Note to Yarns from the Farm readers: this is the fourth instalment of a series on climate change that I’m writing for our local monthly newsletter. The first article is here, the second here and the third here. The image above is a comparison of greenhouse gas nitrous oxide emissions over China, pre- and post-lockdown, courtesy of NASA. This is not the article I meant to write this month—that one is now ready for next month. I thought this might be more uplifting than the one I drafted first, which involved the flawed and anti-social Captain Nemo from Jules Verne’s 20,000 Leagues Under the Sea. Nan
What do the ozone hole, coronavirus and climate change have in common? The simple answer is the use of chemical tracers to track where heat is going in the ocean. The full answer will take me a bit longer. But since we’re all sitting at home now, we’ve got plenty of time to learn new things. And one of the things I’m really enjoying about writing these climate change articles is that I’m learning stuff that I assumed I knew, but didn’t.
Let’s start with the ozone hole. By the late 1970s, scientists realised that chemical reactions in the outer atmosphere were causing ozone to be destroyed, creating a ‘hole’ (thinning) in the ozone layer over Australia. Ozone absorbs ultraviolet radiation, preventing it from causing cancer. The chemicals responsible are chlorofluorocarbons, or CFCs, used at the time as refrigerants (‘freon’) and the propellants in spray cans.
In 1987 an international agreement, the Montreal Protocol, banned the use of CFCs. Gradually the ozone hole began to heal, although CFCs take decades to break down completely. The ozone layer is still thinner over Australia than it is over the rest of the globe, hence our emphasis on ‘slip, slop, slap’ with sunscreen, and our relatively high incidence of skin cancer.
Once CFCs were banned, though, they became a useful geochemical tracer: by measuring minute concentrations of CFCs that are absorbed at the ocean surface, mostly in the northern hemisphere, we can trace the pathways of those water parcels through the ocean. CFC distributions have given us great insight into the way heat from increased CO in the atmosphere has been carried into the deep oceans.
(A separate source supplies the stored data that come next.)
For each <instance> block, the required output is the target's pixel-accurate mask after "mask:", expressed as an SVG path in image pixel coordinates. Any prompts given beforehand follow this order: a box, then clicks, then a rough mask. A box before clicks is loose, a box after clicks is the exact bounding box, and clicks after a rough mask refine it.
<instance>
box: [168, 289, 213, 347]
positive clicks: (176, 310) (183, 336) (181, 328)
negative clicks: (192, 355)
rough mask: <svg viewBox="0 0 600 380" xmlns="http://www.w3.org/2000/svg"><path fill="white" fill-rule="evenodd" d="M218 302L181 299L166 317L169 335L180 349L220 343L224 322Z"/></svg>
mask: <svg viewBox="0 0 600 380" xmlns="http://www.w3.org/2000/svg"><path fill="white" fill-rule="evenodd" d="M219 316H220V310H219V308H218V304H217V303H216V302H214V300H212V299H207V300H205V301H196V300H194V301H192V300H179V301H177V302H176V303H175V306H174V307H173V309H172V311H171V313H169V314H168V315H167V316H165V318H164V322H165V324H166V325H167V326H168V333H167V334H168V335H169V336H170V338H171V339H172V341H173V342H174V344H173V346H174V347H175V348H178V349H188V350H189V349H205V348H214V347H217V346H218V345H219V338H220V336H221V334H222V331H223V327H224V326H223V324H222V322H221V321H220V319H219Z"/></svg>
The absorption of heat by the deep oceans has masked the true impact of global warming (more on this in next month’s episode).
What’s special about geochemical tracers is that, unlike temperature, they don’t change with time and position. So a parcel of water that left the surface of the ocean with a particular CFC value will carry that value with it wherever it goes. That means we can infer how much heat has been carried into the deep ocean by knowing the CFC concentration and the (approximate) temperature of the parcel when it left the surface.
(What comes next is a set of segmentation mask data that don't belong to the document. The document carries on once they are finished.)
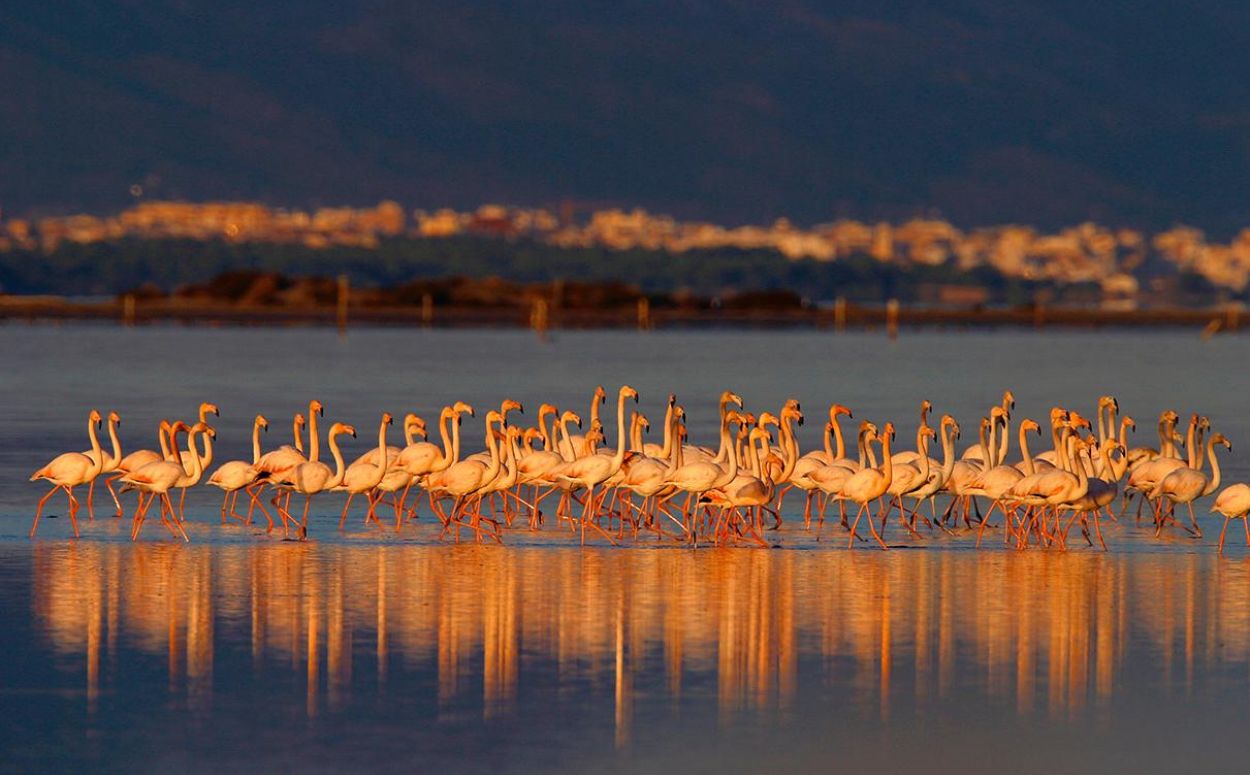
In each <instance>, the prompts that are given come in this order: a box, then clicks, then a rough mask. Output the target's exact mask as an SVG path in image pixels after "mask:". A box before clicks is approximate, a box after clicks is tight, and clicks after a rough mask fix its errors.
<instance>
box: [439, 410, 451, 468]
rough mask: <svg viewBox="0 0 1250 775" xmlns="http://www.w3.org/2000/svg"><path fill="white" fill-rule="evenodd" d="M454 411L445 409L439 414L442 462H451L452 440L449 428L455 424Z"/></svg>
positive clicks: (439, 427)
mask: <svg viewBox="0 0 1250 775" xmlns="http://www.w3.org/2000/svg"><path fill="white" fill-rule="evenodd" d="M454 414H455V412H452V411H449V410H446V409H444V410H442V411H440V412H439V436H441V437H442V461H444V462H446V461H450V460H451V437H450V436H449V435H447V426H449V425H450V424H452V422H455V417H454Z"/></svg>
When I was a young ocean-going researcher, I had the dubious pleasure of working with one of the great geochemists of the day, a relatively young, mildly arrogant and distinctly persnickety fellow named Ray Weiss. His CFC measurements were an adjunct to a major deep-ocean cruise for which I was chief scientist. Ray’s part-per-billion, hyper-sensitive measurements were incredibly difficult to do accurately at sea, and his general feeling was that whatever he and his post-doc, John Bullister, needed I should make sure they got. They did. We are still friends.
The coronavirus connection to this story is as yet untold. A couple of weeks ago, NASA published a side-by-side comparison of potent greenhouse gas nitrous oxide emissions from China just before and just after the coronavirus lockdown. This huge and rapid ‘step’ change in emissions is happening all over the world as economies dial back their use of fossil fuels.
We don’t need to pay this high a price to turn the climate change juggernaut around. We just need to summon our collective will to use the tools we have. The past success of the Montreal Protocol gives me hope.